The Bakersfield Californian

TODAY IN HISTORY

1890: Artist Vincent van Gogh, 37, died of an apparently self-inflicted gunshot wound in Auverssur-Oise, France.

1914: Transcontinental telephone service in the U.S. became operational with the first test conversation between New York and San Francisco.

1958: President Dwight D. Eisenhower signed the National Aeronautics and Space Act, creating NASA.

1965: The Beatles’ second film, “Help!,” had its world premiere in London.

1967: An accidental rocket launch on the deck of the supercarrier USS Forrestal in the Gulf of Tonkin resulted in a fire and explosions that killed 134 servicemen. (Among the survivors was future Arizona senator John McCain, a U.S. Navy lieutenant commander who narrowly escaped with his life.)

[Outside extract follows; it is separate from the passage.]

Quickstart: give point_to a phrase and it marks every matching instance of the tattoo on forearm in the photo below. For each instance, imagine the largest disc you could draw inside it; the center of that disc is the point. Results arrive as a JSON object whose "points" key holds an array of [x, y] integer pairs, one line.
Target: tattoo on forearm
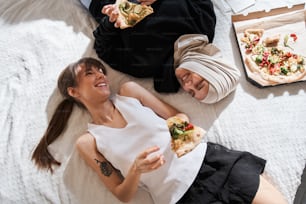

1968: Pope Paul the Sixth reaffirmed the Roman Catholic Church’s stance against artificial methods of birth control.

1974: Singer Cass Elliot died in a London hotel room at age 32.

1975: President Gerald R. Ford became the first U.S. president to visit the site of the Nazi concentration camp Auschwitz in Poland.

1980: A state funeral was held in Cairo, Egypt, for the deposed Shah of Iran, who had died two days earlier at age 60.

1981: Britain’s Prince Charles married Lady Diana Spencer in a glittering ceremony at St. Paul’s Cathedral in London. (The couple divorced in 1996.)

1999: A former day trader, apparently upset over stock losses, opened fire in two Atlanta brokerage offices, killing nine people and wounding 13 before shooting himself to death; authorities said Mark O. Barton had also killed his wife and two children.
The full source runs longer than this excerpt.